FAIL: TestFetcher (11.06s)
--- FAIL: TestFetcher/Fetcher (3.30s)
--- FAIL: TestFetcher/Fetcher/#Fetch/daemon_is_true/PullAlways/there_is_a_remote_image/pull_the_image_and_return_the_local_copy (0.09s)
--- FAIL: TestFetcher/Fetcher/#Fetch/daemon_is_true/PullAlways/there_is_a_remote_image/doesn't_log_anything_in_quiet_mode (0.09s)
--- FAIL: TestFetcher/Fetcher/#Fetch/daemon_is_true/PullIfNotPresent/there_is_a_remote_image/there_is_a_local_image/returns_the_local_image (0.09s)
--- FAIL: TestFetcher/Fetcher/#Fetch/daemon_is_true/PullIfNotPresent/there_is_a_remote_image/there_is_no_local_image/returns_the_remote_image (0.09s)

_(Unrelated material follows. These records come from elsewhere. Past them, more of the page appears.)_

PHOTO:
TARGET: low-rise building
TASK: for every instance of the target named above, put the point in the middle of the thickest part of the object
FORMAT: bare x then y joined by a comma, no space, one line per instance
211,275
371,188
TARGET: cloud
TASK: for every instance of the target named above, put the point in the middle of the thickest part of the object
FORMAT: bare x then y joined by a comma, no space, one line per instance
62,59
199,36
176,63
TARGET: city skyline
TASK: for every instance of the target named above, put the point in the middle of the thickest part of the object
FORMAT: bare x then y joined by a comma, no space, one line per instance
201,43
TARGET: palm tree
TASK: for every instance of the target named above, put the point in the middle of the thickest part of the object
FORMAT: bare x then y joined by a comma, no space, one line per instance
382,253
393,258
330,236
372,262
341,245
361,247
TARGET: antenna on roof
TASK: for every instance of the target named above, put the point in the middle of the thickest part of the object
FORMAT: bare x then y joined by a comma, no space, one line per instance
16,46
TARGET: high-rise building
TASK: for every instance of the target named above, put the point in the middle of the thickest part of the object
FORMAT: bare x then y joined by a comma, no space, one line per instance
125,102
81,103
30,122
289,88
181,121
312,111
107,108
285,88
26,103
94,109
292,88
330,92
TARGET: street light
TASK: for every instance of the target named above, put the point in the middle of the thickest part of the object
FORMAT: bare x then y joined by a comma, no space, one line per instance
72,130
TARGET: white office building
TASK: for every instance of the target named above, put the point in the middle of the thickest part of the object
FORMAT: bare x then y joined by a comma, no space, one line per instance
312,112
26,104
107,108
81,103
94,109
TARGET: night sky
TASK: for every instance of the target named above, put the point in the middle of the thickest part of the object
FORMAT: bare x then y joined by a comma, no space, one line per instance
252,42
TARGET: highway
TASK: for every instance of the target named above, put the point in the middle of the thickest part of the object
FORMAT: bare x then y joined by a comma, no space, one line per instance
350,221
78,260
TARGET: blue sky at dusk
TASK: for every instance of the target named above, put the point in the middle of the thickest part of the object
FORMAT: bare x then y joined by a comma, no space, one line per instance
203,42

I will take a look to those tests and try to add new tests to reproduce this issue an very the fix with the code added in the imgutil repository
Today I updated my code frio Imgutil repository in my local environment and I ran the Fetcher test suite, there are some tests that are failing after applying the code from PR - 96.
FAIL: TestFetcher (11.06s) --- FAIL: TestFetcher/Fetcher (3.30s) --- FAIL: TestFetcher/Fetcher/#Fetch/daemon_is_true/PullAlways/there_is_a_remote_image/pull_the_image_and_return_the_local_copy (0.09s) --- FAIL: TestFetcher/Fetcher/#Fetch/daemon_is_true/PullAlways/there_is_a_remote_image/doesn't_log_anything_in_quiet_mode (0.09s) --- FAIL: TestFetcher/Fetcher/#Fetch/daemon_is_true/PullIfNotPresent/there_is_a_remote_image/there_is_a_local_image/returns_the_local_image (0.09s) --- FAIL: TestFetcher/Fetcher/#Fetch/daemon_is_true/PullIfNotPresent/there_is_a_remote_image/there_is_no_local_image/returns_the_remote_image (0.09s)I will take a look to those tests and try to add new tests to reproduce this issue an very the fix with the code added in the imgutil repository
Ignore this comment, the tests were failing in my local because of an issue with docker desktop v3.2*, I downgraded to version 3.1 and the tests were fine
Hi @jabrown85 .
I created the Pull Request #111 in the imgutil repository with some improvements to handle this cases, the error you are facing I think is happening because of the status 401 or 404 been thrown during the call to the ECR registry
Retries were implemented in imgutil here: https://github.com/buildpacks/imgutil/blob/5c57feb120b3362342d24bc45d59f0d66a44ebcc/remote/new.go#L234-L253
We looked into retrying on 40X errors, but decided that it might unnecessarily impact performance in cases where it could be perfectly valid that the image doesn't exist (e.g., previous image).